# Email notifications!



## Adam-tt (Apr 3, 2010)

Is there any reason why my email notifications are taking up to 4 days to come through ?


----------



## robokn (Feb 21, 2006)

Same here


----------



## bigsyd (Jul 9, 2008)

same here and also old notifications and notifications saying i have a pm when there is none or old pm's [smiley=book2.gif] :?


----------



## robokn (Feb 21, 2006)

Any news?????????????????????????????????????????????????????????????????????????????????
??????????????????????????????????????????????????????????????????????????????????????????????
??????????????????????????????????????????????????????????????????????????????????????????????
??????????????????????????????????????????????????????????????????????????????????????????????
??????????????????????????????????????????????????????????????????????????????????????????????
???????????????????????????????????????????????????????????????????????????????????????????????
???????????????????????????????????????????????????????????????????????????????????????????????
???????????????????????????????????????????????????????????????????????????????????????????????
???????????????????????????????????????????????????????????????????????????????????????????????
???????????????????????????????????????????????????????????????????????????????????????????????
??????????????????????????????


----------



## John-H (Jul 13, 2005)

Jae has been looking into it but it's proving a bit illusive. It had stalled a week or so ago and was due to a blocked IP address. That was cleared and he had thought it was then working fine as running a test mail worked. He sent himself and me the same test mail yesterday and it came through immediately - hense why he thought it was working and not being blocked.

From what we can see it appears that some emails are being sent out on time - new users are joining OK etc and some are receiving notifications OK but some are not - including me. I'm getting emails a few days old slotting into my inbox - the latest that came through last night are dated 30th Jan. It's a little odd. There has been a lot of spam recently too which may or may not be connected. Hopefully the reason will be found soon. Sorry for the inconvenience.

In the mean time use the View your posts link top right.


----------



## rustyintegrale (Oct 1, 2006)

Yeah, my email notifications are running four days late for both topics and PMs. Very strange!


----------



## rustyintegrale (Oct 1, 2006)

Is anything happening about the problem with email notifications?

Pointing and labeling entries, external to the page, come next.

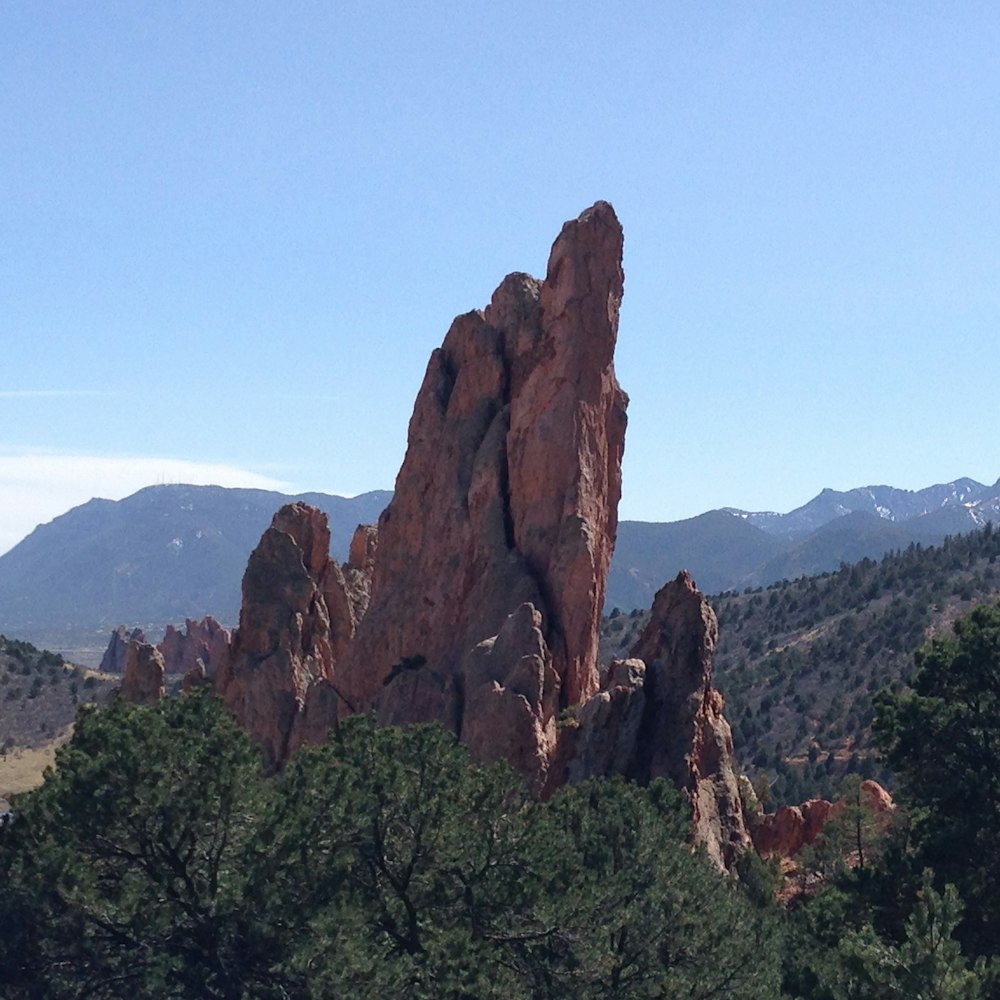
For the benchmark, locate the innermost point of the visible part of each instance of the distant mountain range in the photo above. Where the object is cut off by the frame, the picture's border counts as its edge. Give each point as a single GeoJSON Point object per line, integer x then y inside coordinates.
{"type": "Point", "coordinates": [731, 549]}
{"type": "Point", "coordinates": [171, 552]}
{"type": "Point", "coordinates": [156, 557]}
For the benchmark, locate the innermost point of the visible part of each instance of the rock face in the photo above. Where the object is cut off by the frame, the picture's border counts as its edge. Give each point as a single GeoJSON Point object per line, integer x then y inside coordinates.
{"type": "Point", "coordinates": [508, 493]}
{"type": "Point", "coordinates": [787, 830]}
{"type": "Point", "coordinates": [477, 601]}
{"type": "Point", "coordinates": [113, 661]}
{"type": "Point", "coordinates": [685, 736]}
{"type": "Point", "coordinates": [282, 646]}
{"type": "Point", "coordinates": [206, 641]}
{"type": "Point", "coordinates": [142, 683]}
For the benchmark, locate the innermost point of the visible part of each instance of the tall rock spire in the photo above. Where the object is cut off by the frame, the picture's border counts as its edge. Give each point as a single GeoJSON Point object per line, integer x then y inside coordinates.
{"type": "Point", "coordinates": [509, 490]}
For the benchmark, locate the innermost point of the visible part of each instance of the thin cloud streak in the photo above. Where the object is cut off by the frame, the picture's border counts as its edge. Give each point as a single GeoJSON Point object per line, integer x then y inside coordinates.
{"type": "Point", "coordinates": [36, 487]}
{"type": "Point", "coordinates": [50, 393]}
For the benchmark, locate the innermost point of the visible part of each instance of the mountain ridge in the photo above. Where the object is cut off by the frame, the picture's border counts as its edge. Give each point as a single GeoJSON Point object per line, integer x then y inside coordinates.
{"type": "Point", "coordinates": [169, 552]}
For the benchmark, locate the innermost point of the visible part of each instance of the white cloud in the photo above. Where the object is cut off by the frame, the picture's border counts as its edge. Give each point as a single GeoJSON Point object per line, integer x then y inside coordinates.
{"type": "Point", "coordinates": [34, 488]}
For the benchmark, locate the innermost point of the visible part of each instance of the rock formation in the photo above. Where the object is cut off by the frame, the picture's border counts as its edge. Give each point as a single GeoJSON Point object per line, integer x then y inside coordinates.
{"type": "Point", "coordinates": [786, 831]}
{"type": "Point", "coordinates": [509, 489]}
{"type": "Point", "coordinates": [206, 641]}
{"type": "Point", "coordinates": [142, 683]}
{"type": "Point", "coordinates": [477, 602]}
{"type": "Point", "coordinates": [658, 716]}
{"type": "Point", "coordinates": [113, 661]}
{"type": "Point", "coordinates": [282, 645]}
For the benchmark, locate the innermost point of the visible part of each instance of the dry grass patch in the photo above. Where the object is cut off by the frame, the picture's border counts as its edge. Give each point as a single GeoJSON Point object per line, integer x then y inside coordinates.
{"type": "Point", "coordinates": [22, 768]}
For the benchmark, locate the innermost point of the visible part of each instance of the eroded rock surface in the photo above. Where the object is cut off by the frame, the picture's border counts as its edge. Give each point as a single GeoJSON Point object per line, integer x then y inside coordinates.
{"type": "Point", "coordinates": [685, 736]}
{"type": "Point", "coordinates": [282, 645]}
{"type": "Point", "coordinates": [113, 660]}
{"type": "Point", "coordinates": [508, 493]}
{"type": "Point", "coordinates": [477, 601]}
{"type": "Point", "coordinates": [205, 641]}
{"type": "Point", "coordinates": [142, 683]}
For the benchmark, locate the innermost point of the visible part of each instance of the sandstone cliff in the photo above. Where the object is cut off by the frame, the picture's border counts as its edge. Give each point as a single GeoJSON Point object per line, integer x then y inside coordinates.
{"type": "Point", "coordinates": [509, 489]}
{"type": "Point", "coordinates": [658, 716]}
{"type": "Point", "coordinates": [282, 645]}
{"type": "Point", "coordinates": [477, 601]}
{"type": "Point", "coordinates": [205, 642]}
{"type": "Point", "coordinates": [142, 683]}
{"type": "Point", "coordinates": [113, 660]}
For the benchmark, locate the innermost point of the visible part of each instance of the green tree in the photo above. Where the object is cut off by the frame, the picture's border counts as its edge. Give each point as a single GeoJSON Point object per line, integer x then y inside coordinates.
{"type": "Point", "coordinates": [927, 965]}
{"type": "Point", "coordinates": [389, 860]}
{"type": "Point", "coordinates": [124, 873]}
{"type": "Point", "coordinates": [943, 741]}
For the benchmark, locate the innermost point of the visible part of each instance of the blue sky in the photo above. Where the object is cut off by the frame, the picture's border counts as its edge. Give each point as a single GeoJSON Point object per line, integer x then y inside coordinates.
{"type": "Point", "coordinates": [231, 234]}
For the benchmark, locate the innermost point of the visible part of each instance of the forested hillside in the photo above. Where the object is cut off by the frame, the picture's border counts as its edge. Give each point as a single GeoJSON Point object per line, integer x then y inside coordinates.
{"type": "Point", "coordinates": [799, 661]}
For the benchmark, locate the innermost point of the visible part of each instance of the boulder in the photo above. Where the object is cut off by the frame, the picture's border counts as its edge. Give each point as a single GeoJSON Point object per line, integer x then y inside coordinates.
{"type": "Point", "coordinates": [206, 641]}
{"type": "Point", "coordinates": [142, 683]}
{"type": "Point", "coordinates": [685, 736]}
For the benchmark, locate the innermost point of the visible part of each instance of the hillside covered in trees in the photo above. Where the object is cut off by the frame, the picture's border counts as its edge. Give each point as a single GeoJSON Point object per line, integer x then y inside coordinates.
{"type": "Point", "coordinates": [800, 661]}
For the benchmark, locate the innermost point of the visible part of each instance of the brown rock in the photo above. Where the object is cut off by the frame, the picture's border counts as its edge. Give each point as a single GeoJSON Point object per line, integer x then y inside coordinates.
{"type": "Point", "coordinates": [347, 588]}
{"type": "Point", "coordinates": [510, 693]}
{"type": "Point", "coordinates": [282, 646]}
{"type": "Point", "coordinates": [609, 725]}
{"type": "Point", "coordinates": [685, 736]}
{"type": "Point", "coordinates": [780, 833]}
{"type": "Point", "coordinates": [785, 832]}
{"type": "Point", "coordinates": [508, 493]}
{"type": "Point", "coordinates": [206, 641]}
{"type": "Point", "coordinates": [142, 683]}
{"type": "Point", "coordinates": [113, 661]}
{"type": "Point", "coordinates": [876, 798]}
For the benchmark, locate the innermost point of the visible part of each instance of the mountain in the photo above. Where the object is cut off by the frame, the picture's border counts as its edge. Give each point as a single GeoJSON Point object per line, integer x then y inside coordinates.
{"type": "Point", "coordinates": [720, 551]}
{"type": "Point", "coordinates": [964, 500]}
{"type": "Point", "coordinates": [158, 556]}
{"type": "Point", "coordinates": [171, 552]}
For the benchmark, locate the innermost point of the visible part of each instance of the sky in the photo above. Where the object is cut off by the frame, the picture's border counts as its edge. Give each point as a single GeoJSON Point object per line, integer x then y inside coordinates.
{"type": "Point", "coordinates": [232, 233]}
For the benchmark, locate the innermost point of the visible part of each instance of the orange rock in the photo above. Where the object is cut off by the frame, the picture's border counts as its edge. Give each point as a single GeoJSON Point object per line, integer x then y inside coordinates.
{"type": "Point", "coordinates": [142, 683]}
{"type": "Point", "coordinates": [508, 493]}
{"type": "Point", "coordinates": [282, 646]}
{"type": "Point", "coordinates": [207, 641]}
{"type": "Point", "coordinates": [686, 737]}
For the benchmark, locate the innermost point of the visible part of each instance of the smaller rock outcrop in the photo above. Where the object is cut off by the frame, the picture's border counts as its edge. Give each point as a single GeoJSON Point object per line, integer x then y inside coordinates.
{"type": "Point", "coordinates": [606, 736]}
{"type": "Point", "coordinates": [281, 648]}
{"type": "Point", "coordinates": [786, 831]}
{"type": "Point", "coordinates": [113, 661]}
{"type": "Point", "coordinates": [511, 692]}
{"type": "Point", "coordinates": [142, 683]}
{"type": "Point", "coordinates": [347, 588]}
{"type": "Point", "coordinates": [685, 736]}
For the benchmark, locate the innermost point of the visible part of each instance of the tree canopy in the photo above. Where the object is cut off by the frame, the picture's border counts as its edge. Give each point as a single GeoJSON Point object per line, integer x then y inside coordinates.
{"type": "Point", "coordinates": [158, 861]}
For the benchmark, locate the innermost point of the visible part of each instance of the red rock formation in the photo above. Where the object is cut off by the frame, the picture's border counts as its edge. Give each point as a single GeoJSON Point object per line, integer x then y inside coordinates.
{"type": "Point", "coordinates": [142, 683]}
{"type": "Point", "coordinates": [347, 588]}
{"type": "Point", "coordinates": [606, 736]}
{"type": "Point", "coordinates": [282, 646]}
{"type": "Point", "coordinates": [508, 493]}
{"type": "Point", "coordinates": [876, 798]}
{"type": "Point", "coordinates": [685, 736]}
{"type": "Point", "coordinates": [481, 607]}
{"type": "Point", "coordinates": [785, 832]}
{"type": "Point", "coordinates": [207, 641]}
{"type": "Point", "coordinates": [511, 691]}
{"type": "Point", "coordinates": [113, 661]}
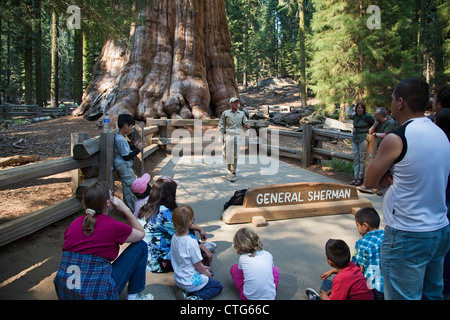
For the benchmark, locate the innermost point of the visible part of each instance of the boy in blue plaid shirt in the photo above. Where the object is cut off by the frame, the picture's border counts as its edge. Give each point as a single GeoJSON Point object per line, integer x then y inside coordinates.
{"type": "Point", "coordinates": [367, 249]}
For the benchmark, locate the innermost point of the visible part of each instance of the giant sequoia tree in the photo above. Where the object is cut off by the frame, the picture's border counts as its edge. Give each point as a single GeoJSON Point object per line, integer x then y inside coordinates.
{"type": "Point", "coordinates": [177, 63]}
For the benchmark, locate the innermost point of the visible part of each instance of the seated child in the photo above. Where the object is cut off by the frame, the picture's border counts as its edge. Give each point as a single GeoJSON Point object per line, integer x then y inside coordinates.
{"type": "Point", "coordinates": [349, 282]}
{"type": "Point", "coordinates": [367, 249]}
{"type": "Point", "coordinates": [141, 189]}
{"type": "Point", "coordinates": [124, 153]}
{"type": "Point", "coordinates": [255, 277]}
{"type": "Point", "coordinates": [190, 274]}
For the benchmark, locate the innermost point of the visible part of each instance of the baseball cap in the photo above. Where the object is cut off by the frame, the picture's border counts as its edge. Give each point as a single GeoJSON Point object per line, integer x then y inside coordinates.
{"type": "Point", "coordinates": [140, 184]}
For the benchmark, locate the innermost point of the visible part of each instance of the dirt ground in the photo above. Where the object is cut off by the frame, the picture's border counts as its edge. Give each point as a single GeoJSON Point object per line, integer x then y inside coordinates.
{"type": "Point", "coordinates": [50, 140]}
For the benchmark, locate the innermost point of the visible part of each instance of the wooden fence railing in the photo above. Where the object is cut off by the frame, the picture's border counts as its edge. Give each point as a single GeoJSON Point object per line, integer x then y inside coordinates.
{"type": "Point", "coordinates": [92, 159]}
{"type": "Point", "coordinates": [8, 111]}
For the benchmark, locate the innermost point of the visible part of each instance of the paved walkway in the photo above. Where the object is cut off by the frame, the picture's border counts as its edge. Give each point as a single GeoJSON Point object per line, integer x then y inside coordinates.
{"type": "Point", "coordinates": [297, 245]}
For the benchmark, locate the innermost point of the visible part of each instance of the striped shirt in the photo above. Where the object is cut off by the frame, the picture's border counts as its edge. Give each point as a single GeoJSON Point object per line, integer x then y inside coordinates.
{"type": "Point", "coordinates": [367, 254]}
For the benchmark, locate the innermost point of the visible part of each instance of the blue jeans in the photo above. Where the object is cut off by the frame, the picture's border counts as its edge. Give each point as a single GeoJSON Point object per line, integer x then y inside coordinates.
{"type": "Point", "coordinates": [412, 263]}
{"type": "Point", "coordinates": [130, 267]}
{"type": "Point", "coordinates": [359, 159]}
{"type": "Point", "coordinates": [210, 290]}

I got notified yesterday about threads that are months old. Almost on a daily basis I get outdated notifications and nothing at all related to anything current. :?

Cheers

Rich


----------



## John-H (Jul 13, 2005)

Still not sure about what the cause of the problem is but I've had some emails coming through pretty promptly now mixed in with some older ones. It's almost as if the system has a capacity restriction and has been held up dealing with a huge backlog but is now managing to send out new ones too. Hopefully if this is the case it will sort itself out shortly when it finishes sending out all the old ones and then we should be up to speed with enough capacity to handle the new ones. It would be nice to know where the bottleneck is though.


----------



## A3DFU (May 7, 2002)

I don't get any notifications since I'm back on here after my hols. That's as of 21st Feb I don't get any through at all


----------



## A3DFU (May 7, 2002)

Just to add that nothing has changed at my end


----------



## John-H (Jul 13, 2005)

Surprised you've not had any at all Dani. I'd check your spam in case it's being sent there. Also your email is set to your old one - is that still working?


----------



## A3DFU (May 7, 2002)

John-H said:


> Surprised you've not had any at all Dani. I'd check your spam in case it's being sent there. Also your email is set to your old one - is that still working?


Nothing in Spam and yes, old email forwards to new one :?


----------



## John-H (Jul 13, 2005)

Check your email Dani as you should have a forum test email.


----------



## T3RBO (Dec 9, 2003)

Mine are still not working correctly... getting better but still up to 24 hours out


----------



## A3DFU (May 7, 2002)

John-H said:


> Check your email Dani as you should have a forum test email.


Nope; nothing from TTF. Only from TTOC


----------



## John-H (Jul 13, 2005)

The email was copied to me as well and came through instantly. As the server IP has changed Dani, I think you may have an issue with a spam filter on your email account, redirects or mail client software that's blocking it. Try loging onto each of your accounts from web mail to work out which one is blocking and check the settings on the account. If it appears on the web mail suspect your client software. We've found that Malwarebytes blocks this site's IP at the moment.


----------



## T3RBO (Dec 9, 2003)

The notification for my last PM this evening has taken 5 hours to come through.


----------



## John-H (Jul 13, 2005)

Mine are still taking a variable time to come through as well. Test emails and new registrations come through instantly but PM and thread reply notifications are having the problems.


----------



## Hoggy (May 8, 2002)

Hi, PM notifications usually take around 6 hours.
Hoggy.


----------



## A3DFU (May 7, 2002)

Your test email using my gmail account came through fine John. Thanks


----------



## John-H (Jul 13, 2005)

So it was Tesco.net blocking - every little helps [smiley=rolleyes5.gif]


----------



## A3DFU (May 7, 2002)

Not sure; I just had to pick this reply up via "view your posts" :?


----------



## A3DFU (May 7, 2002)

PS, it just got through :roll:


----------



## T3RBO (Dec 9, 2003)

Not sure if it's relevant but the delayed notifications are coming from ******** and not ttforum.


----------



## John-H (Jul 13, 2005)

Yes I noticed that - also that the [email protected]******** address bounces when you try to send anything there but bounces differently without the hyphen. I think it just needs updating for it to appear correct - not sure if the webmaster address has ever been contactable. I'll report this on along with the IP problem.


----------



## John-H (Jul 13, 2005)

Just wondering what you are finding now. Some email settings have been changed and whether these have helped or the server has caught up with the backlog due to its faster speed, we seem now to be getting some emails through pretty much instantly but some are still an hour or two late for me.


----------



## rustyintegrale (Oct 1, 2006)

They seem to be quicker and thus more relevant for me.

Overall the server seems much snappier to me.


----------



## John-H (Jul 13, 2005)

That's what I'm finding too Rich


----------



## Hoggy (May 8, 2002)

Hi, Yes PM notification Emails much quicker now. 
Hoggy.


----------